A Survey on Deep Learning Hardware Accelerators for Heterogeneous HPC Platforms
- URL: http://arxiv.org/abs/2306.15552v2
- Date: Fri, 12 Jul 2024 16:50:59 GMT
- Title: A Survey on Deep Learning Hardware Accelerators for Heterogeneous HPC Platforms
- Authors: Cristina Silvano, Daniele Ielmini, Fabrizio Ferrandi, Leandro Fiorin, Serena Curzel, Luca Benini, Francesco Conti, Angelo Garofalo, Cristian Zambelli, Enrico Calore, Sebastiano Fabio Schifano, Maurizio Palesi, Giuseppe Ascia, Davide Patti, Nicola Petra, Davide De Caro, Luciano Lavagno, Teodoro Urso, Valeria Cardellini, Gian Carlo Cardarilli, Robert Birke, Stefania Perri,
- Abstract summary: This survey summarizes and classifies the most recent advances in designing deep learning accelerators.
It highlights the most advanced approaches to support deep learning accelerations including not only GPU and TPU-based accelerators but also design-specific hardware accelerators.
The survey also describes accelerators based on emerging memory technologies and computing paradigms.

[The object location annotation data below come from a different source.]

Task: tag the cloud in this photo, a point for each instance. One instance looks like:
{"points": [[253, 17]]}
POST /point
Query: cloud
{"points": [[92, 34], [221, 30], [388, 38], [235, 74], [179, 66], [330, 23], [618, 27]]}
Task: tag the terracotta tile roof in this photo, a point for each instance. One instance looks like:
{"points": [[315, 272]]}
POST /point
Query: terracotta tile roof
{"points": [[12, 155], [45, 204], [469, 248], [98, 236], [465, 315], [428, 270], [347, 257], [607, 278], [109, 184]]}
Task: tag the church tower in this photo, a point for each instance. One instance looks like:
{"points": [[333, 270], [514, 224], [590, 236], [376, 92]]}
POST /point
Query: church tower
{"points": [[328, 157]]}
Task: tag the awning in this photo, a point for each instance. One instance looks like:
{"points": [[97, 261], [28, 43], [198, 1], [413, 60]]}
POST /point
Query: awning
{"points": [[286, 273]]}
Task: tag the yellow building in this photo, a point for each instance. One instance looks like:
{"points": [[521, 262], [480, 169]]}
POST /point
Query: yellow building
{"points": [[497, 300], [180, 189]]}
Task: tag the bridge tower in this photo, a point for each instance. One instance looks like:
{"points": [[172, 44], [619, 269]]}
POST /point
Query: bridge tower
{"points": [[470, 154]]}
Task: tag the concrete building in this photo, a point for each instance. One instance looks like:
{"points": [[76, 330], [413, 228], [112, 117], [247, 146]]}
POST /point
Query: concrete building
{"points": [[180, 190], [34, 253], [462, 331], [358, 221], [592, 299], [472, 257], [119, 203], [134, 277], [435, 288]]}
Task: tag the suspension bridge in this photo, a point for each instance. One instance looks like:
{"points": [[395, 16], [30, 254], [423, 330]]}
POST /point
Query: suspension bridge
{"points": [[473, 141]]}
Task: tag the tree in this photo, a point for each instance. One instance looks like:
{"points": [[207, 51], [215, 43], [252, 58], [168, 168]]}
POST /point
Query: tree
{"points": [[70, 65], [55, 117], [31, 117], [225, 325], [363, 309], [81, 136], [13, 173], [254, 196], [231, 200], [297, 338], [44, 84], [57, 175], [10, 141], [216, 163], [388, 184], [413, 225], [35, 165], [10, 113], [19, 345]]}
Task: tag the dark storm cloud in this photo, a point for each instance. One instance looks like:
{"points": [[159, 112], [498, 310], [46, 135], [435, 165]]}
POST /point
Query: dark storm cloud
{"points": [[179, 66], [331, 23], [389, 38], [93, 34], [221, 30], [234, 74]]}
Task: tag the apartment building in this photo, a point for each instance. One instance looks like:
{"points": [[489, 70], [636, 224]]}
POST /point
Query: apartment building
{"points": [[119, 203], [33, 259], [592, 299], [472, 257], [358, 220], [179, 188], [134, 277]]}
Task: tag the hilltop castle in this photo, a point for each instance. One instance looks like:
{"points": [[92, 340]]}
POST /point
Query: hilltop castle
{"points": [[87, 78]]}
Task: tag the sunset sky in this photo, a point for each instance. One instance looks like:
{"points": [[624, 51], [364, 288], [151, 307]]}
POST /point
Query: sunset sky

- Score: 9.036774656254375
- License: http://creativecommons.org/licenses/by-nc-nd/4.0/
- Abstract: Recent trends in deep learning (DL) imposed hardware accelerators as the most viable solution for several classes of high-performance computing (HPC) applications such as image classification, computer vision, and speech recognition. This survey summarizes and classifies the most recent advances in designing DL accelerators suitable to reach the performance requirements of HPC applications. In particular, it highlights the most advanced approaches to support deep learning accelerations including not only GPU and TPU-based accelerators but also design-specific hardware accelerators such as FPGA-based and ASIC-based accelerators, Neural Processing Units, open hardware RISC-V-based accelerators and co-processors. The survey also describes accelerators based on emerging memory technologies and computing paradigms, such as 3D-stacked Processor-In-Memory, non-volatile memories (mainly, Resistive RAM and Phase Change Memories) to implement in-memory computing, Neuromorphic Processing Units, and accelerators based on Multi-Chip Modules. Among emerging technologies, we also include some insights into quantum-based accelerators and photonics. To conclude, the survey classifies the most influential architectures and technologies proposed in the last years, with the purpose of offering the reader a comprehensive perspective in the rapidly evolving field of deep learning.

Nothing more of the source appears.